Ask HN: How do you use IRC? - jrgnsd

I see a lot of people and projects advertising the fact that they can be found on an IRC channel. I've tried it before, but generally I find that it's too distracting.<p>How does the HN community use IRC? Any tips on how to successfully use IRC to promote a company, product or project?
======
jhchabran
I wouldn't say you'll use IRC directly to promote. It's just another
communication channel with people. Think of like twitter, everyone is almost
always online thanks to bouncers or irssi+ssh setups and you can query whoever
you want or need. They may respond if they see your message and think it
deserves an answer.

I'd say most of its interest comes from the support channels like #rubyonrails
or #python where you basically help people. After a while, you get to know
regular users and thus making new connections or even friendships. As an
example, I've got friends hanging out in a french sys-admin related channel
who sent to me people looking for python training. I made an offer and we
later called to them to finalize the order. I'd say such things are a
consequence of your genuine participation in channels rather an objective in
itself.

I use quassel as an IRC client, the core is installed on my personal server,
being always connected.
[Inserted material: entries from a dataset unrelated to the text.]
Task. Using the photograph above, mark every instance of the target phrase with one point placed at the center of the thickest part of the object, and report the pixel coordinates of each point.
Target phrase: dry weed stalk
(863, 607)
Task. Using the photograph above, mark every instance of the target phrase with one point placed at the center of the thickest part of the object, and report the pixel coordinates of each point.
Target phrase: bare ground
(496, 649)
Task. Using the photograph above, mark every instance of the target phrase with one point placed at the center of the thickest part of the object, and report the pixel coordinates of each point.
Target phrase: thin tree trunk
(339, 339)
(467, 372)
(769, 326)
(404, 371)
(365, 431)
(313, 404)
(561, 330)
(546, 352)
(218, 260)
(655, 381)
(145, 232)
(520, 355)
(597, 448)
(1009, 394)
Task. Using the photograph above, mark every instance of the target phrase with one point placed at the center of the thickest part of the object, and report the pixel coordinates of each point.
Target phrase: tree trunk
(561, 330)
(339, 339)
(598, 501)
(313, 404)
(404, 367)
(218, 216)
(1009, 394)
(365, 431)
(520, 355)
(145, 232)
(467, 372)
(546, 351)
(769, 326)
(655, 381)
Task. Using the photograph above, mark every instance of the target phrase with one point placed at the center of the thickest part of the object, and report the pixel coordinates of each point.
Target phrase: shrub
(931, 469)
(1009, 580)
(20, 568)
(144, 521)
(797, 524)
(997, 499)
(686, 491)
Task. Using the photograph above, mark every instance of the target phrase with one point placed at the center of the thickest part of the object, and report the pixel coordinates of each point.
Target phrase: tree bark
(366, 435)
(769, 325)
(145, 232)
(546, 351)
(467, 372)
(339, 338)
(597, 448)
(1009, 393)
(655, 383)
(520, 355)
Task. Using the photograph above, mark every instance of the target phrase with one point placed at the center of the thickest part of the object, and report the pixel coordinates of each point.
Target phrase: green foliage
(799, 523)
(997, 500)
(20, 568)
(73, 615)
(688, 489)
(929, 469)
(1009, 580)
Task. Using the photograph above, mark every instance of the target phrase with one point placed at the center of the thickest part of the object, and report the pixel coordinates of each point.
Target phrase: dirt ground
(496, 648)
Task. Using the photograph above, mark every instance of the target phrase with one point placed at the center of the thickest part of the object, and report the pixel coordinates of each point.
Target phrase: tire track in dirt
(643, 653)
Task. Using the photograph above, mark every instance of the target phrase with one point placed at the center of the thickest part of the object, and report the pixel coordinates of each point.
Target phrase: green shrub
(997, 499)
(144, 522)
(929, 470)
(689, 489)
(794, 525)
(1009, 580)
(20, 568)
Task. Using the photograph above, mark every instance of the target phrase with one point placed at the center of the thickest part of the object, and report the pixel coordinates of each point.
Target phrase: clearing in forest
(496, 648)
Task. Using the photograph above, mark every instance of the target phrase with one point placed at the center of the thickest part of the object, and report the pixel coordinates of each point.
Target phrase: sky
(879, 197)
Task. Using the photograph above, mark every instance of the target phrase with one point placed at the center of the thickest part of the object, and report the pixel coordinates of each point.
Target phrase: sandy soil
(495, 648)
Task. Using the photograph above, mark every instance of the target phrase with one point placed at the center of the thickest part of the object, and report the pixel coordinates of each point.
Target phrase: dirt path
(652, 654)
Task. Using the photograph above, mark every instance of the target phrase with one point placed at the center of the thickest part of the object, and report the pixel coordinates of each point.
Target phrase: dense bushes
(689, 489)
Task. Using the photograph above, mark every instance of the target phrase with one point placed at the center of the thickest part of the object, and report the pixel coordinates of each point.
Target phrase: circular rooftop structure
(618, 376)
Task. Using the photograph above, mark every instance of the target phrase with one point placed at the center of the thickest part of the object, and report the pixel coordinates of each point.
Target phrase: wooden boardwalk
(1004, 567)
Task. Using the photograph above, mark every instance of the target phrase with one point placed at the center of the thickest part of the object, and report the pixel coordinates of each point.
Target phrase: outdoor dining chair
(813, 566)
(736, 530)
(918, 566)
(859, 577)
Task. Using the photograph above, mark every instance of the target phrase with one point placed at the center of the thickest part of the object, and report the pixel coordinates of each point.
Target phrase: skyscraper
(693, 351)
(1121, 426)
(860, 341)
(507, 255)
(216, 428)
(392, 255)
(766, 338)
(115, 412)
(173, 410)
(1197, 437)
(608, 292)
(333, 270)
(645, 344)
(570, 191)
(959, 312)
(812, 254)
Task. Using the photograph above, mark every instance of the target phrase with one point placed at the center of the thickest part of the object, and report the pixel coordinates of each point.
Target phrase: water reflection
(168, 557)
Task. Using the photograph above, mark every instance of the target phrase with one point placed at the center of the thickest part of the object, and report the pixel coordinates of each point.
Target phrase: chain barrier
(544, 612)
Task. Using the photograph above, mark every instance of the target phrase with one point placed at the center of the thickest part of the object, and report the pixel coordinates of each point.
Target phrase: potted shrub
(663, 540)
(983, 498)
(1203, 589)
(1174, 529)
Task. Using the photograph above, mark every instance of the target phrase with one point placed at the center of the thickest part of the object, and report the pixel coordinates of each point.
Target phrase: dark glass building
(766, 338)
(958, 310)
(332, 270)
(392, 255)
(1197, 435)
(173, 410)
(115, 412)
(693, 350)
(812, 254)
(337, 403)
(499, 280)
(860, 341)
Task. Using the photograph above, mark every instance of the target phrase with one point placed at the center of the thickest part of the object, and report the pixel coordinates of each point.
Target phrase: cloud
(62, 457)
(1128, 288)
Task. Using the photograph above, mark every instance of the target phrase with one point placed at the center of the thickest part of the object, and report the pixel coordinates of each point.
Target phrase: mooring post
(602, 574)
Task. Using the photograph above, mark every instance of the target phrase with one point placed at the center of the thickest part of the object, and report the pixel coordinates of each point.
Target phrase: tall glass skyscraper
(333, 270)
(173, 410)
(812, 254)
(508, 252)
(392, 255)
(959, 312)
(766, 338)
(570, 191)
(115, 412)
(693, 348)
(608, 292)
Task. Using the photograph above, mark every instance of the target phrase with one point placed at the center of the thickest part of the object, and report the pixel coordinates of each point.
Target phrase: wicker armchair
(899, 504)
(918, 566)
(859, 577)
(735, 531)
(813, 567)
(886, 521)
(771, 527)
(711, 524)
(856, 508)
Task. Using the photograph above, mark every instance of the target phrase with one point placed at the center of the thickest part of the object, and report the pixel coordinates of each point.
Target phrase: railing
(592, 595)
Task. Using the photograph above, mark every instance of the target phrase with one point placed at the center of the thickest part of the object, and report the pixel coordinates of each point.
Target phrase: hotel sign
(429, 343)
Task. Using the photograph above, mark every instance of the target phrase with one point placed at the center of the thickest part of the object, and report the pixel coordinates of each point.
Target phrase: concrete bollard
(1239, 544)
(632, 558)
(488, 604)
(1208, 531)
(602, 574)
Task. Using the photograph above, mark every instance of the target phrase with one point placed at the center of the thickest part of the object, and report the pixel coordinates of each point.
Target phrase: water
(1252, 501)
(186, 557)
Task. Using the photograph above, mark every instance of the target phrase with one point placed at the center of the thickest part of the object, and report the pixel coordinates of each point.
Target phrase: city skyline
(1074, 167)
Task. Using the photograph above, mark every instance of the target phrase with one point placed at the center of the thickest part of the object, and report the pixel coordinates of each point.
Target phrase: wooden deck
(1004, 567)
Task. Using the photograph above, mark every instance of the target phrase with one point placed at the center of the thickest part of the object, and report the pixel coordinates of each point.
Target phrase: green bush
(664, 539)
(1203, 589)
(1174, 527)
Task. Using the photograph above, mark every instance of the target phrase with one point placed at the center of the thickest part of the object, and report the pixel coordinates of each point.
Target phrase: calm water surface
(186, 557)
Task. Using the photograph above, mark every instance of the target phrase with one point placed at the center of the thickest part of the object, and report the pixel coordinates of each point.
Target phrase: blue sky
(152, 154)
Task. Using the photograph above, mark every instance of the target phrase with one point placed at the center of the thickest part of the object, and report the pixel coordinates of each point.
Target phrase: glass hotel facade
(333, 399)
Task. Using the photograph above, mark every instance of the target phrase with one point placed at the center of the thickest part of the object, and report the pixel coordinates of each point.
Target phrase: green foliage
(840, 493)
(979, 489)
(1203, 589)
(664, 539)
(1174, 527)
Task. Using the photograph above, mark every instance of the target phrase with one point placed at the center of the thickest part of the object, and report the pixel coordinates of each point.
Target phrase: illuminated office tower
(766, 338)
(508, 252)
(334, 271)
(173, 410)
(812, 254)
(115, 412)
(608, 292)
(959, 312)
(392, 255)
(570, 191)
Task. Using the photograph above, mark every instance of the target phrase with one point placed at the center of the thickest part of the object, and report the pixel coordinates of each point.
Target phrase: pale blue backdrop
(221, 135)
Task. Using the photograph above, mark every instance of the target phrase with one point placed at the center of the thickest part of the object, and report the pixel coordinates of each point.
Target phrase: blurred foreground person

I connect from my home or my laptop and always get
only what I haven't read thanks to quassel acting a bit like IMAP. I also have
a bitlbee setuped in order to act as a gateway to gtalk and hipchat, meaning I
got every single possible chat protocol I may use in quassel.

I desactivated notifications, which means If I minimize quassel, I won't see
anything, letting me focused. After each focused work cycle ( like every 30-45
minutes ) I just check if anything happened there and answers depending its
importance and my current priorities. I don't say I'm not available, which may
lead in a debate on why I can't answer right know, I just don't answer back
until I got prioritized stuff done first.

This way I can handle chat with wrecking daily productivity. As opposed to
that, phone just trouble my productivity, I almost never answer on my phone
except for a few people and use almost exclusively chat to avoid that.

------
debacle
I use bersirc. It's an old client, but it checks out. It's very simple to use.

You're not going to be able to use it to market a product, unless you're
specifically targeting hackers or bearded system administrators.